South African dance group visits SDSU

Brittany Westerberg

Brittany Westerberg

For students looking for an event with people costumed in prehistoric caveman motif, with the entertainers combining traditional South African dance with ballet and hip hop along with sketch humor and drama, look no further.

Juxtapower, which will perform at the Performing Arts Center on March 12 at 8 p.m., showcases Zulu/Suthu praise singing, dialogue, traditional songs, Zulu dance (foot stomping warrior dance), ballet technique, gum boot dance (rhythmic movement), hip hop and a touch of American stepping, according to their Web site,

“I was so impressed by Juxtapower that I had to try to bring them to SDSU,” Brady Mallory, the showcase coordinator for the University Program Council-which is sponsoring the event-said.

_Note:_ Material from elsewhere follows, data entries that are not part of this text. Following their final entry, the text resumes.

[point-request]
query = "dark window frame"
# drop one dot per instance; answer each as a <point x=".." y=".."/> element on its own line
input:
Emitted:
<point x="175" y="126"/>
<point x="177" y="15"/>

Juxtapower tells about the conflict and success that the South African culture has experienced in the years since the end of Apartheid, according to the Web site. “It offers significant lessons about the land, history and its people, as well as their continued struggles and blessings under the new democratic government,” it said.

Juxtapower originated in 1999 in New York City. Sduduzo Ka-Mbili, who was born in Engonyameni, a rural area in Durban, South Africa, started the group.

“We’re storytellers,” Ka-Mbili said on the Web site.

Ka-Mbili is a dancer, choreographer, actor, teacher and animal activist. He was nominated as one of the 25 to watch by Dance Magazine in 2003 and his work has been reviewed by the New York Times and the Washington Post.

“[The] African-flavored dance (choreographed by Sduduzo Ka-Mbili) in loincloth was a bit of a shocker in the midst of jigs, reels and bouncing curls,” read the Washington Post press review. “Still, it was such a standout and the dancing so skilled that no one who attended [the] concert is likely to ever forget the Africa-banjo connection.”

Ka-Mbili was later joined by his brother, Solomon Bafana Matea, as well as Kelly Boyd and Charmaine Trotman.

“Costumed in a prehistoric caveman motif, the symmetry and lines of the dancers’ bodies would motivate most to head to the nearest gym,” a Harlem writer wrote about the group. “The razor-sharp kicks to either side of the male dancers’ heads were awe-inspiring.”

Juxtapower has performed at the Kennedy Center and at the 2001 Miss World Competition, in the British Virgin Islands. They have performed for Presidents Clinton, Ford and Carter and collaborated with Disney’s stage version of “The Lion King,” according to the Web site.

“I ? like to create events that students would not otherwise have the opportunity to see,” Mallory said. “I want events that will appeal to all students, and I think that this particular night of dancing will be able to bring together students from many different aspects of this campus.”

In October 2007, Juxtapower opened for Alicia Keys, Gwen Stefanie, Sheryl Crow and Bono in New York City at the Black Ball Event … honoring Bono and raising money for the orphans in Africa, according to the Web site.

“Students will enjoy this event because it is fresh, exciting and will have an amazing stage presence,” Mallory said.